We now describe the algorithmic developments that enable such CI calculations to be performed on existing supercomputing resources. Detailed algorithms, parallel implementation strategies, and error bound analyses are provided in the Supplementary Information. The central concept of the STP-DAS framework is the systematic partitioning of the full CI orbital space into a collection of distributed active spaces. Within each active space, configurations are further classified into categorical subspaces, rigorously defined by distinct electron occupation patterns, as illustrated in Fig. 2A31. The STP-DAS framework reformulates the CI σ-build as a sum of small-tensor products, each uniquely addressed via a global tensor looping structure. The major memory bottleneck associated with storing the excitation list is eliminated by allowing categorical subspaces to share compact, local excitation lists.

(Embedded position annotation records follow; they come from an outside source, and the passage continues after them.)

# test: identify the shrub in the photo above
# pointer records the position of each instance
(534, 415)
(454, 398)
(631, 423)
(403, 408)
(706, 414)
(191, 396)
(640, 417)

In the largest CASCI calculation (1015 determinants) presented here, employing 13 distributed active spaces, the STP-DAS approach reduces the excitation list memory requirement from 12 × 109 GB to just 25 GB. However, storing all nine CI expansion vectors for a system with 1015 determinants would require ~134 PB of memory. On a high-performance computing system such as Perlmutter, this translates to more than 275,000 nodes, each equipped with 512 GB of memory. A straightforward element-wise sparsity treatment, however, does not meet the STP-DAS condition. To overcome this limitation, the following section introduces a categorical compression scheme that achieves the necessary memory reduction, making it possible to carry out large relativistic CI calculations on a medium-sized computing cluster.

With the STP-DAS framework, the memory bottleneck associated with storing CI expansion vectors is effectively eliminated by applying numerically exact categorical compression. The STP-DAS CI expansion vectors take the form

$${{\bf{C}}}={\bigoplus}_{{{\mathcal{B}}}}{{{\bf{C}}}}^{{{\mathcal{B}}}},$$
(1)

where \({{\mathcal{B}}}\) is a category, defined by a unique electron occupation pattern within the distributed active spaces31.

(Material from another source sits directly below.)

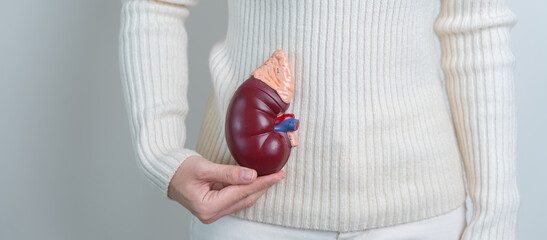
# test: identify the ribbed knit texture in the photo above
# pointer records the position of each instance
(378, 145)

The compression scheme, categorical compression (see Fig. 2D), stores the \({{{\bf{C}}}}^{{{\mathcal{B}}}}\) vectors as compressed sparse column (CSC) vectors. In this format, each categorical expansion vector \({{{\bf{C}}}}^{{{\mathcal{B}}}}\) is represented by two equally sized arrays: one, \({V}_{{{\rm{CSC}}}}^{{{{\bf{C}}}}^{{{\mathcal{B}}}}}\equiv \{{C}_{{K}^{{{\mathcal{B}}}}}:{C}_{{K}^{{{\mathcal{B}}}}}\ne 0\}\), stores the values of the nonzero coefficients, while the other, \({A}_{{{\rm{CSC}}}}^{{{{\bf{C}}}}^{{{\mathcal{B}}}}}\equiv \{{K}^{{{\mathcal{B}}}}:{C}_{{K}^{{{\mathcal{B}}}}}\ne 0\}\), stores their corresponding local addresses. The tensor-loop structure in the STP-DAS σ-build algorithm is reformulated in terms of categorically compressed local addresses together with their corresponding global phase factors (see Fig. 2E).

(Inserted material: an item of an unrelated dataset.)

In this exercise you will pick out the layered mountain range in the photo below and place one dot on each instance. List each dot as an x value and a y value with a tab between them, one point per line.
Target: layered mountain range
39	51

In contrast to element-wise compression, categorical compression can eliminate all configurations within a category, i.e., skip an entire category at once. This approach is better able to preserve the vectorized structure compared to element-wise compression. The major difficulty of any sparse matrix-vector product algorithm is the lack of a priori knowledge of the location of the nonzero elements. This difficulty leads to a major bottleneck rooted in the nonuniform accesses to memory. The categorical compression localizes nonuniform memory accesses within a category, which is always orders-of-magnitudes smaller than the size of the full CI space. This localized memory access pattern is the central strength of the categorical compression scheme.

Within each category, element-wise compression is still applicable to maximize sparsity. Most importantly, a category-based compression scheme naturally supports distributed small tensor products, taking advantage of the reduced memory footprint and improved parallel load balance of the STP-DAS framework.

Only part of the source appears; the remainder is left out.